Role of Foliar Application of Nicotinic Acid and Tryptophan on Onion Plants Response to Salinity Stress

  •  M. Hussein    
  •  S. Faham    
  •  A. Alva    


This experiment was conducted at the National Research Centre, Dokki, Cairo, Egypt during 2006 and 2007 winter season to evaluate the effects of spraying with tryptophan (TP) and nicotinic acids (NA) on onion plants grown under varying degree of salinity stress (irrigation water with 3000 and 6000 ppm salinity) as compared to tap water (300 ppm) irrigation. Irrigation by high salinity water decreased the number of leaves, mean bulb diameter, fresh and dry weight of bulb and whole plant. Foliar application of TP and NA significantly increased the top height and fresh weight, and bulb dry weight. The above beneficial effects were greater in the plants sprayed with NA as compared to those of the plants received TP spray. At the lower salinity level (3000 ppm), TP was more effective than NA in mitigating the negative effects of salinity stress.

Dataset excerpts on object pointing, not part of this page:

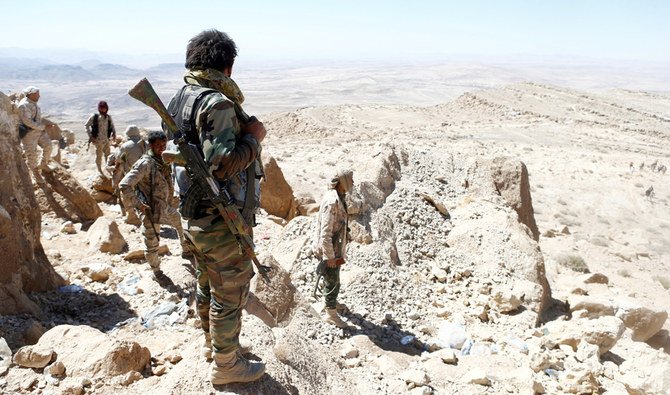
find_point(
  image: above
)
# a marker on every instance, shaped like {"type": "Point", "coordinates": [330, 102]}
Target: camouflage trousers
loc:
{"type": "Point", "coordinates": [30, 142]}
{"type": "Point", "coordinates": [102, 151]}
{"type": "Point", "coordinates": [331, 285]}
{"type": "Point", "coordinates": [223, 274]}
{"type": "Point", "coordinates": [170, 216]}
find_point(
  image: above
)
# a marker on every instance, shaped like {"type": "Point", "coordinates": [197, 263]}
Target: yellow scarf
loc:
{"type": "Point", "coordinates": [215, 79]}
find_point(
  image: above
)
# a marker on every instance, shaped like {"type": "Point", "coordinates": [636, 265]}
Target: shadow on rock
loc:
{"type": "Point", "coordinates": [265, 385]}
{"type": "Point", "coordinates": [74, 305]}
{"type": "Point", "coordinates": [389, 337]}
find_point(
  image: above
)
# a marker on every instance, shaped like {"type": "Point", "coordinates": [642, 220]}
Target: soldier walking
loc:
{"type": "Point", "coordinates": [330, 242]}
{"type": "Point", "coordinates": [148, 188]}
{"type": "Point", "coordinates": [100, 129]}
{"type": "Point", "coordinates": [210, 105]}
{"type": "Point", "coordinates": [30, 117]}
{"type": "Point", "coordinates": [123, 159]}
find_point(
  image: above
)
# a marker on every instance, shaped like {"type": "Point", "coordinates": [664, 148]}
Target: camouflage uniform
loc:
{"type": "Point", "coordinates": [101, 142]}
{"type": "Point", "coordinates": [331, 241]}
{"type": "Point", "coordinates": [31, 116]}
{"type": "Point", "coordinates": [223, 271]}
{"type": "Point", "coordinates": [152, 176]}
{"type": "Point", "coordinates": [122, 159]}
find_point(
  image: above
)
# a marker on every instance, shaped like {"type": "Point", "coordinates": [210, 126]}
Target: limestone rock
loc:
{"type": "Point", "coordinates": [415, 377]}
{"type": "Point", "coordinates": [603, 332]}
{"type": "Point", "coordinates": [24, 266]}
{"type": "Point", "coordinates": [595, 307]}
{"type": "Point", "coordinates": [66, 197]}
{"type": "Point", "coordinates": [476, 376]}
{"type": "Point", "coordinates": [5, 356]}
{"type": "Point", "coordinates": [104, 236]}
{"type": "Point", "coordinates": [98, 271]}
{"type": "Point", "coordinates": [33, 356]}
{"type": "Point", "coordinates": [278, 297]}
{"type": "Point", "coordinates": [643, 321]}
{"type": "Point", "coordinates": [276, 194]}
{"type": "Point", "coordinates": [96, 353]}
{"type": "Point", "coordinates": [505, 300]}
{"type": "Point", "coordinates": [511, 180]}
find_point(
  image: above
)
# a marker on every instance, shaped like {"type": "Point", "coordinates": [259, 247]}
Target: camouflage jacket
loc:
{"type": "Point", "coordinates": [130, 152]}
{"type": "Point", "coordinates": [330, 237]}
{"type": "Point", "coordinates": [153, 178]}
{"type": "Point", "coordinates": [30, 114]}
{"type": "Point", "coordinates": [227, 151]}
{"type": "Point", "coordinates": [105, 127]}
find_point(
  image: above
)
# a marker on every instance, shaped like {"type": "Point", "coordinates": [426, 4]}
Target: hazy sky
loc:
{"type": "Point", "coordinates": [350, 30]}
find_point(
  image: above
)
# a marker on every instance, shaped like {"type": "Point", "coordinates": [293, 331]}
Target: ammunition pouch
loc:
{"type": "Point", "coordinates": [23, 130]}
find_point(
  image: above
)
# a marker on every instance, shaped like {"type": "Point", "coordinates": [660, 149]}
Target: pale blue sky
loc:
{"type": "Point", "coordinates": [345, 30]}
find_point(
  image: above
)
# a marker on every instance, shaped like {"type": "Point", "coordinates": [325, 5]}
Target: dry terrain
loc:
{"type": "Point", "coordinates": [430, 247]}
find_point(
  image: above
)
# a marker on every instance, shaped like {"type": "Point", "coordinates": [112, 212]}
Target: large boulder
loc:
{"type": "Point", "coordinates": [87, 352]}
{"type": "Point", "coordinates": [511, 181]}
{"type": "Point", "coordinates": [65, 196]}
{"type": "Point", "coordinates": [104, 236]}
{"type": "Point", "coordinates": [24, 266]}
{"type": "Point", "coordinates": [276, 194]}
{"type": "Point", "coordinates": [278, 297]}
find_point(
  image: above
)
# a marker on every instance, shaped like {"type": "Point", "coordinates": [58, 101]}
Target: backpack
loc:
{"type": "Point", "coordinates": [182, 108]}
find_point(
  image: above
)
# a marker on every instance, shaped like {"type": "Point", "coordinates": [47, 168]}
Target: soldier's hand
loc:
{"type": "Point", "coordinates": [256, 129]}
{"type": "Point", "coordinates": [333, 263]}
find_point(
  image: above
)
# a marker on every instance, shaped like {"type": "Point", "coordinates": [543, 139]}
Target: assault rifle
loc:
{"type": "Point", "coordinates": [199, 172]}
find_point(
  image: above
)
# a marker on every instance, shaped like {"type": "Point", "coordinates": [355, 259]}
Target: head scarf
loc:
{"type": "Point", "coordinates": [30, 90]}
{"type": "Point", "coordinates": [132, 131]}
{"type": "Point", "coordinates": [344, 177]}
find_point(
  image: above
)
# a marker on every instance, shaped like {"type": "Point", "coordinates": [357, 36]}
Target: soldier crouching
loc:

At the high salinity stress (6000 ppm), however, the converse was evident. The electrolyte leakage (EL) was not influenced by 3000 ppm salinity irrigation water as compared to that of the plants which received tap water (300 ppm) irrigations. However, it increased significantly in the plants irrigated by 6000 ppm salinity water. Lipid peroxidation (LP) and EL were significantly lower in the plants sprayed with TP or tapwater. In addition, spraying of NA or TP increased the plant growth and biomass weight. Therefore, the above foliar sprays appear to mitigate the negative effects of increased salinity.